So anther update. I had improved my script further so that does a few checks.
1-Ping the NAS itself,
2- Ping the router,
3- Check if local port 80(http) or 22(ssh) are responding.
If any of the checks fail, reboot the drive. The script itself works!!
Yesterday my drive went into the limbo state again, solid blue light, the IP stayed pingable(i dont know for how long)
no ssh, no http(dashabord) etc…
I left it like that for 12 hours. During that time my script would have run few times via cron.
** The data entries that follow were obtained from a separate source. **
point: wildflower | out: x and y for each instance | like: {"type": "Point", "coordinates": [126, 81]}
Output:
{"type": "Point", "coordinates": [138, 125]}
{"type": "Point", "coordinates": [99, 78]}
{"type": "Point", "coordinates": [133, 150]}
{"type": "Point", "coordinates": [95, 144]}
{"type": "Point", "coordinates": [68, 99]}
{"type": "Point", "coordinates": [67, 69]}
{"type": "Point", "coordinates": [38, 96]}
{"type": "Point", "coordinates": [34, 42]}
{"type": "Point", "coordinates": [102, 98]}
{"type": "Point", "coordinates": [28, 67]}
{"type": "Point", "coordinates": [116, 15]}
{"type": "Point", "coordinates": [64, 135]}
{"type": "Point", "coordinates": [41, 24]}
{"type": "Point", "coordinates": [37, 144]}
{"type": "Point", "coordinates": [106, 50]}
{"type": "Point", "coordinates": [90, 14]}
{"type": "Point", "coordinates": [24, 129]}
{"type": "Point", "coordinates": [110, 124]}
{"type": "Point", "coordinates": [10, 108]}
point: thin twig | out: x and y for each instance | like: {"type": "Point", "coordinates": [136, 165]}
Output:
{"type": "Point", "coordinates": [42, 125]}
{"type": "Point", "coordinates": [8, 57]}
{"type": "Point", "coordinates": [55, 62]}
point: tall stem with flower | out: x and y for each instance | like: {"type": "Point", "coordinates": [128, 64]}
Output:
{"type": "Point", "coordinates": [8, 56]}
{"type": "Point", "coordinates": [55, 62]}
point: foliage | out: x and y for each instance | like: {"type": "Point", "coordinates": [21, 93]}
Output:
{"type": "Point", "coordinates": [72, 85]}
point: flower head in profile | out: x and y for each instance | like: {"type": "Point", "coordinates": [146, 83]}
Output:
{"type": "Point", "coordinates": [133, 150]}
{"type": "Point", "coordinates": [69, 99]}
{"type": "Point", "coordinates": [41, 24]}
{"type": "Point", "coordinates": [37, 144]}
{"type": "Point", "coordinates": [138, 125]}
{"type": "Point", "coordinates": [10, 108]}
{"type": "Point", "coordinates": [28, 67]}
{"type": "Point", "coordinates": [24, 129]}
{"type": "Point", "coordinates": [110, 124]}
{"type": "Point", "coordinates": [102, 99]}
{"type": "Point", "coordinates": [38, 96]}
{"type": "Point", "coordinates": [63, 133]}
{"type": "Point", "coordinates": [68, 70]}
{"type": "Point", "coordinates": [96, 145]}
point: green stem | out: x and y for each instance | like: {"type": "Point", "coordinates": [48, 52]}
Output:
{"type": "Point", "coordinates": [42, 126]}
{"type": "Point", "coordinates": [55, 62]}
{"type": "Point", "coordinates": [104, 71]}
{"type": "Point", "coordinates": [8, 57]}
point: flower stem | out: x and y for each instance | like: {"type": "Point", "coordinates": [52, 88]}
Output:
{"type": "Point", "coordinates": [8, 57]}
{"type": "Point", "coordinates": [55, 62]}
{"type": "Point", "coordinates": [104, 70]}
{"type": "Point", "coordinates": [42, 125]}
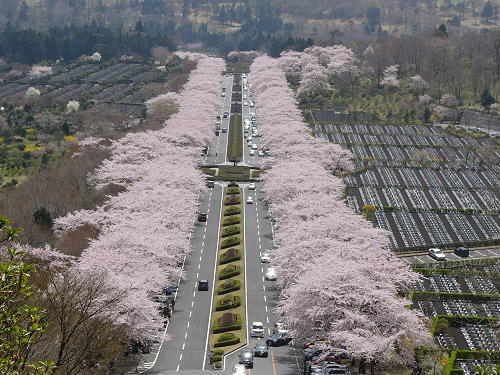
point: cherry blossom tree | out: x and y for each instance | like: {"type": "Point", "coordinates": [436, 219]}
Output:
{"type": "Point", "coordinates": [333, 265]}
{"type": "Point", "coordinates": [144, 230]}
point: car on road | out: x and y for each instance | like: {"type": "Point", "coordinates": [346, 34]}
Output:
{"type": "Point", "coordinates": [261, 350]}
{"type": "Point", "coordinates": [203, 285]}
{"type": "Point", "coordinates": [246, 358]}
{"type": "Point", "coordinates": [257, 329]}
{"type": "Point", "coordinates": [277, 340]}
{"type": "Point", "coordinates": [437, 254]}
{"type": "Point", "coordinates": [271, 274]}
{"type": "Point", "coordinates": [265, 258]}
{"type": "Point", "coordinates": [462, 252]}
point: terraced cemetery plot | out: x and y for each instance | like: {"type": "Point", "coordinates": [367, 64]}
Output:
{"type": "Point", "coordinates": [425, 185]}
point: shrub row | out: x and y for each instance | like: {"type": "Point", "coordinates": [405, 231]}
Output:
{"type": "Point", "coordinates": [230, 241]}
{"type": "Point", "coordinates": [232, 210]}
{"type": "Point", "coordinates": [229, 271]}
{"type": "Point", "coordinates": [231, 220]}
{"type": "Point", "coordinates": [228, 302]}
{"type": "Point", "coordinates": [228, 286]}
{"type": "Point", "coordinates": [226, 339]}
{"type": "Point", "coordinates": [230, 230]}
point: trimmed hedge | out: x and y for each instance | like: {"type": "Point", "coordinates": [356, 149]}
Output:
{"type": "Point", "coordinates": [228, 302]}
{"type": "Point", "coordinates": [226, 339]}
{"type": "Point", "coordinates": [231, 230]}
{"type": "Point", "coordinates": [233, 190]}
{"type": "Point", "coordinates": [231, 220]}
{"type": "Point", "coordinates": [232, 210]}
{"type": "Point", "coordinates": [235, 325]}
{"type": "Point", "coordinates": [229, 271]}
{"type": "Point", "coordinates": [230, 255]}
{"type": "Point", "coordinates": [228, 286]}
{"type": "Point", "coordinates": [232, 200]}
{"type": "Point", "coordinates": [230, 241]}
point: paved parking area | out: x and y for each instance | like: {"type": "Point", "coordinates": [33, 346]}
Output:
{"type": "Point", "coordinates": [474, 253]}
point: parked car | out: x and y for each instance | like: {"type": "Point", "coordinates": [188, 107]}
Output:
{"type": "Point", "coordinates": [261, 350]}
{"type": "Point", "coordinates": [270, 274]}
{"type": "Point", "coordinates": [203, 285]}
{"type": "Point", "coordinates": [278, 340]}
{"type": "Point", "coordinates": [246, 358]}
{"type": "Point", "coordinates": [257, 329]}
{"type": "Point", "coordinates": [437, 254]}
{"type": "Point", "coordinates": [462, 252]}
{"type": "Point", "coordinates": [265, 258]}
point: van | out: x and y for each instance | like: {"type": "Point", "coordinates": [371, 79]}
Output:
{"type": "Point", "coordinates": [462, 252]}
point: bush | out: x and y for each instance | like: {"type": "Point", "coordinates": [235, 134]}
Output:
{"type": "Point", "coordinates": [228, 302]}
{"type": "Point", "coordinates": [232, 210]}
{"type": "Point", "coordinates": [229, 271]}
{"type": "Point", "coordinates": [230, 255]}
{"type": "Point", "coordinates": [233, 190]}
{"type": "Point", "coordinates": [229, 231]}
{"type": "Point", "coordinates": [232, 200]}
{"type": "Point", "coordinates": [230, 241]}
{"type": "Point", "coordinates": [236, 219]}
{"type": "Point", "coordinates": [228, 286]}
{"type": "Point", "coordinates": [227, 322]}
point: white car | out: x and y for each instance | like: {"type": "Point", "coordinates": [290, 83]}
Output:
{"type": "Point", "coordinates": [257, 329]}
{"type": "Point", "coordinates": [265, 258]}
{"type": "Point", "coordinates": [270, 274]}
{"type": "Point", "coordinates": [437, 254]}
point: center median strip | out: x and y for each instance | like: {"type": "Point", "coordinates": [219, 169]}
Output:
{"type": "Point", "coordinates": [228, 316]}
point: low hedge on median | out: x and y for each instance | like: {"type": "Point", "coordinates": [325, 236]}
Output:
{"type": "Point", "coordinates": [230, 230]}
{"type": "Point", "coordinates": [232, 210]}
{"type": "Point", "coordinates": [229, 271]}
{"type": "Point", "coordinates": [227, 302]}
{"type": "Point", "coordinates": [230, 255]}
{"type": "Point", "coordinates": [231, 220]}
{"type": "Point", "coordinates": [229, 286]}
{"type": "Point", "coordinates": [226, 339]}
{"type": "Point", "coordinates": [230, 241]}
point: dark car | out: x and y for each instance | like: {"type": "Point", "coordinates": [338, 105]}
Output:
{"type": "Point", "coordinates": [203, 285]}
{"type": "Point", "coordinates": [462, 252]}
{"type": "Point", "coordinates": [246, 358]}
{"type": "Point", "coordinates": [278, 339]}
{"type": "Point", "coordinates": [261, 350]}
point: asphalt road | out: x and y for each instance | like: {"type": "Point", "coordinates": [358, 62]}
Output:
{"type": "Point", "coordinates": [474, 253]}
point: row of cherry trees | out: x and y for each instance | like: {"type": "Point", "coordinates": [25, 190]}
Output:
{"type": "Point", "coordinates": [335, 268]}
{"type": "Point", "coordinates": [145, 230]}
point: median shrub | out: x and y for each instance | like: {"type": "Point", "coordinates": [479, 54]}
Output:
{"type": "Point", "coordinates": [229, 271]}
{"type": "Point", "coordinates": [226, 339]}
{"type": "Point", "coordinates": [227, 322]}
{"type": "Point", "coordinates": [227, 302]}
{"type": "Point", "coordinates": [230, 241]}
{"type": "Point", "coordinates": [230, 255]}
{"type": "Point", "coordinates": [232, 210]}
{"type": "Point", "coordinates": [228, 286]}
{"type": "Point", "coordinates": [231, 220]}
{"type": "Point", "coordinates": [229, 231]}
{"type": "Point", "coordinates": [232, 200]}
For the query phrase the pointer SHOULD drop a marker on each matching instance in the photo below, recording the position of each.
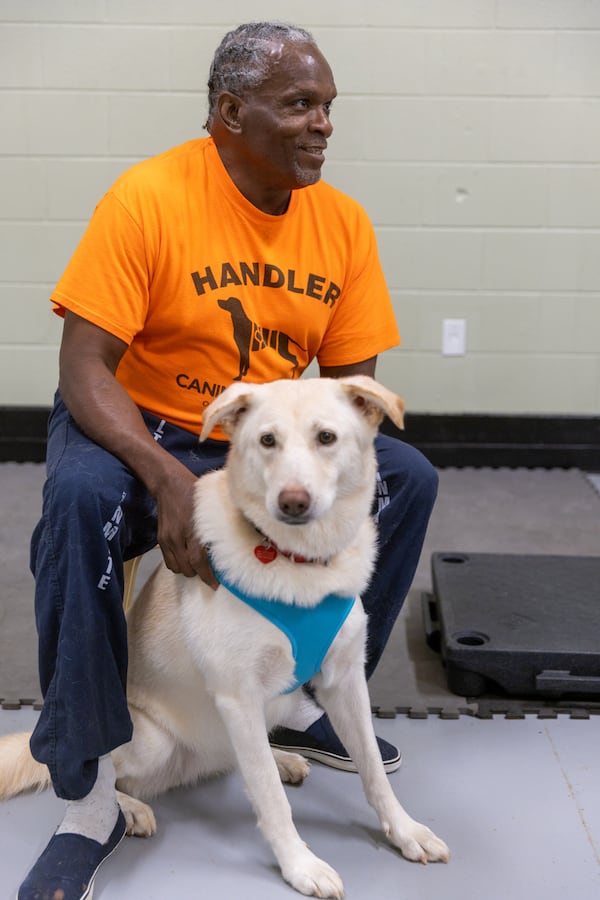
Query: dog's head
(302, 451)
(370, 398)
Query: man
(223, 259)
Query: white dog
(287, 520)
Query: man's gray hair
(242, 61)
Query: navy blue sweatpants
(96, 515)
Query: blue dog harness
(310, 629)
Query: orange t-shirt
(206, 289)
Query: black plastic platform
(527, 625)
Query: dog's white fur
(207, 672)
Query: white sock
(304, 713)
(95, 816)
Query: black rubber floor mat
(524, 626)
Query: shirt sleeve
(363, 323)
(106, 281)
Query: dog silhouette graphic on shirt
(250, 337)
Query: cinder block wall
(469, 129)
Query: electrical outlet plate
(454, 337)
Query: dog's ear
(373, 399)
(227, 409)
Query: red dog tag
(265, 554)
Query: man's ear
(228, 110)
(228, 409)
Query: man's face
(285, 122)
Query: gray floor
(518, 802)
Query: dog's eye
(327, 437)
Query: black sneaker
(321, 743)
(68, 866)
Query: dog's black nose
(294, 502)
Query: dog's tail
(19, 772)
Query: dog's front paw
(314, 877)
(292, 767)
(138, 816)
(418, 843)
Eventually the drive never rebooted, so i power cycled it manually next day. Looked at the cron log and noticed that my cronjob(s) never triggered during that period. I have few scripts setup in cron but none of them ran.
So I can 100% confirm that this is an OS lever issue where the OS just crashes and the drive is not able to recover it self.
UPDATE. One thing i notice is that even though there are several cron jobs that run every day, even the WD default ones, in the “cron.log” file im missing an entire day, yesterday JUL 15. Note that my drive only crashed at about 8PM EST but there are no cron entries for all of JULY 15…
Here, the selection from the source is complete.